Atas nama lapar manusia melakukan hal di atas. Belum lagi jika lapar berjama’ah, seperti satu keluarga kelaparan. Kemungkinan besar sang istri dan anaknya akan membenarkan tindak pencurian yang dilakukan suaminya. Karena, itu semua demi keluarga juga. Demi melangsungkan kehidupan mereka. Demi anak-anaknya yang masih kecil dan membutuhkan asupan makanan bergizi. Dan lain sebagainya.

Kesadaran manusia atas dua keadaan tersebut harus tetap dijaga. Jangan sampai kemanusiawiannya terkikis dan tergantikan oleh kehewaniannya. Membenarkan sesuatu yang salah tetap saja salah. Mencuri dengan niat memberi makan anak-isteri tetap tidak dibenarkan, baik dilihat dari agama maupun aturan pemerintah.

Oleh karena itu, Rumi menegaskan bahwa manusia sejati adalah manusia yang mampu mengontrol dirinya saat ia sedang marah dan lapar.

Kedua, kita harus menjadi pelaku atas manusia sejati itu. Kita tidak perlu mencari manusia sejati, tetapi jadikan diri kita sebagai manusia sejati. Rumi mengatakan di akhir ceritanya, “Sungguh, engkau sedang mencari ranting. Kenapa tidak mencari akar? Engkau memperhatikan busa yang menutupi permukaan laut. Kenapa tidak memperhatikan laut?” Begitulah sindiran Rumi untuk kita, bahwa kita mencari sesuatu yang berada di luar diri kita, dengan mencari para wali, kyai, ulama, ahli hikmah, dan yang lainnya, dengan niat mendapat wejangan nasihat agar kita seperti mereka.

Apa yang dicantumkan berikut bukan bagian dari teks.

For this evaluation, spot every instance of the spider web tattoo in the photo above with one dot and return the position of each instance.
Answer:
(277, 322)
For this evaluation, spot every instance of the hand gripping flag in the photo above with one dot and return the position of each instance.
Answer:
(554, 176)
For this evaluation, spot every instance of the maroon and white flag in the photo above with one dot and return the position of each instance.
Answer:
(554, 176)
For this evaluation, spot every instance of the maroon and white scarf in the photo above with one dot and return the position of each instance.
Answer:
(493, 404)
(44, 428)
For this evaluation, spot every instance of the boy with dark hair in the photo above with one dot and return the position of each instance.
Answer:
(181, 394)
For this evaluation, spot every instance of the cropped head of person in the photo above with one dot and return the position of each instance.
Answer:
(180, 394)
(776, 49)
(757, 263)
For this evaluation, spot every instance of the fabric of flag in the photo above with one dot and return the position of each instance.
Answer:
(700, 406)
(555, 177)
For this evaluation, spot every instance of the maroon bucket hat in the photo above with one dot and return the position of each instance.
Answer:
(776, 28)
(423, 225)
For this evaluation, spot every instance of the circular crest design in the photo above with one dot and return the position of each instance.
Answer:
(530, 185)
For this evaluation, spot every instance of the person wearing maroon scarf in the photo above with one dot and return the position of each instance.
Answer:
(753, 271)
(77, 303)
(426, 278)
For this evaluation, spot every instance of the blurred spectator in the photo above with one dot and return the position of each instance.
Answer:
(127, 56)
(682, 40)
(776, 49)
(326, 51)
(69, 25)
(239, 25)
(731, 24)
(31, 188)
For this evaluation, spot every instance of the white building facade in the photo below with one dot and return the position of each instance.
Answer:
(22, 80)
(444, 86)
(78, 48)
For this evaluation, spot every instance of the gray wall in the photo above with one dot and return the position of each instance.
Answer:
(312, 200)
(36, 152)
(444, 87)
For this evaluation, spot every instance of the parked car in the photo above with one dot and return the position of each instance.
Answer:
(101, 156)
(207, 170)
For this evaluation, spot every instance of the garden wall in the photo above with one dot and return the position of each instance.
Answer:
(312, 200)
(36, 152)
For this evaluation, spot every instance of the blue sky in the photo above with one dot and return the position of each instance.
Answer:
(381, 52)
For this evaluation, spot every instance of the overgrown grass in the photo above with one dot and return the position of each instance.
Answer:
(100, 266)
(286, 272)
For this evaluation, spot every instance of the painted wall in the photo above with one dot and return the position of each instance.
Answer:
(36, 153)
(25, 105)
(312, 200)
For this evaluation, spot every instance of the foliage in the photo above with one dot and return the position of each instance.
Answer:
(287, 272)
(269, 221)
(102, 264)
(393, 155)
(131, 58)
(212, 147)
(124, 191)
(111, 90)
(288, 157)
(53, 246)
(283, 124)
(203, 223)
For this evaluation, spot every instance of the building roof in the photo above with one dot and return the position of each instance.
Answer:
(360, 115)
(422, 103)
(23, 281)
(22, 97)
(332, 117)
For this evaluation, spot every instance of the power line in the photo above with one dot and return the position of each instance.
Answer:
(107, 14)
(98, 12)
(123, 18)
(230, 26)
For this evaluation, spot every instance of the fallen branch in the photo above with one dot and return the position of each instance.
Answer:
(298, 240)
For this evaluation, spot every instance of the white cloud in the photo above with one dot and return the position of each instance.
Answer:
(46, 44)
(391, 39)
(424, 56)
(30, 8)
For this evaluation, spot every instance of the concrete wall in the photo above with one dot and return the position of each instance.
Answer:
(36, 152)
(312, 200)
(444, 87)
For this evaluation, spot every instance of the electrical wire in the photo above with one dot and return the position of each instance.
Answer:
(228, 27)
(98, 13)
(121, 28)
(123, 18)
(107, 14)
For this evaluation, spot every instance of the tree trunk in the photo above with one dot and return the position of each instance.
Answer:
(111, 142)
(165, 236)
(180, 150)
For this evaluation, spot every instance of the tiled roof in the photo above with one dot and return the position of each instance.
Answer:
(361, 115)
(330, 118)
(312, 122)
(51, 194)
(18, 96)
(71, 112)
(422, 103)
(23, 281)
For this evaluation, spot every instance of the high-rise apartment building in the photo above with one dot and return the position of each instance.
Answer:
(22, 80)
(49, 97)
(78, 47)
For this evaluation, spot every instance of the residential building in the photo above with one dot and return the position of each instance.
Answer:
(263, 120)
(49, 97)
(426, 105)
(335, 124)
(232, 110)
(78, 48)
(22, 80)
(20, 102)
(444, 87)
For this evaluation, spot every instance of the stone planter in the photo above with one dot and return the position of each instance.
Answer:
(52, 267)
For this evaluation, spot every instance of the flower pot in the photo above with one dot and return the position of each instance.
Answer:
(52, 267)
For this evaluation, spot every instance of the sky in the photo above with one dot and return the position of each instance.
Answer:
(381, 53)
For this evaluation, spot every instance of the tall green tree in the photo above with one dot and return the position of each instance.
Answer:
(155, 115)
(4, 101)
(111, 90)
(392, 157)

Itu tidak perlu, kata Rumi, sesuatu yang Anda cari sesungguhnya ada dalam diri Anda sendiri. Cukuplah bagi kita dengan mengamalkan hal di atas. Ujian kita cukup dengan mengendalikan marah dan lapar. Jika kita selamat dari kedua hal tersebut, berarti kita termasuk orang yang sejati, manusia sejati. Anand Krishna mengatakan bahwa pengendalian diri Anda, kesabaran Anda, membuktikan bahwa anda masih “manusia”.

Carilah sifat sabar dalam diri Anda sendiri. Karena, tak ada gunanya dan untuk apa juga kita mencari manusia sabar. Lebih baik kita sendiri yang melakukan kesabaran itu. Agama pun menyuruh kita demikian, “Jadikan sabar itu sebagai penolongmu!”